The municipality of Johannesburg intends to buy 500 megawatts of electricity from independent producers to help prevent permanent blackouts in South Africa’s largest city.

The request for proposals is awaiting approval from the National Treasury and should be released within weeks, Mpho Falatse, the mayor of Johannesburg, said in an interview at Bloomberg’s Johannesburg office on Monday.

“We will invite private companies to participate in cooperation with the government,” she said. “The deals we want to make must guarantee the protection of our revenues” and the stabilization of energy supplies, she said.

Eskom Holdings, the state-owned utility that produces most of South Africa’s electricity, has hit the country with constant blackouts since 2008 because its mostly old and poorly maintained power plants can’t keep up with demand.

The national government recently allowed municipalities to generate their own energy or buy it from other sources, and Cape Town has already announced plans to contract with private companies.

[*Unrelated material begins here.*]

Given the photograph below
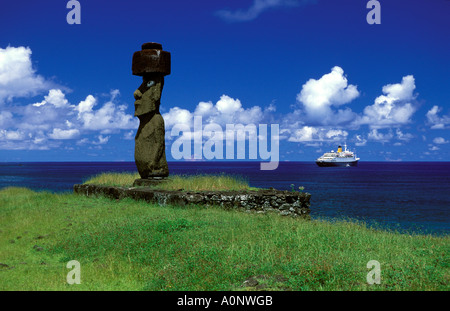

Johannesburg is considering a number of options to increase supply, including entering into long-term partnerships with private companies and charging them access to the city’s grid so they can transmit and sell the electricity they generate, Falatse said.

“You’re looking at 20 to 25 years because the private sector partners have to pay back their money,” she said.

Doctor Falatse took office last November after an opposition coalition led by the Democratic Alliance wrested control of Johannesburg from the ruling African National Congress in municipal elections.

She expects to need two terms to reverse the “disintegration” that began under the previous administration and get the city back on track.

According to the mayor, it will cost about 300 billion rand ($18.3 billion) to address Johannesburg’s infrastructure backlog, with about 26 billion rand needed to stabilize the power supply.

The city has struggled to raise the loans and grants needed to finance expansion and repairs to transportation links, water treatment plants and pipes and other projects, and the funding problems are compounded by a culture of nonpayment among users, she said.

Phalatse has also had to deal with a series of violent protests by communities that lack access to housing, schools and other basic services.

“Protests against service delivery have a political agenda that mobilizes communities to make the new administration look like we’re not doing what we’re supposed to be doing,” she said.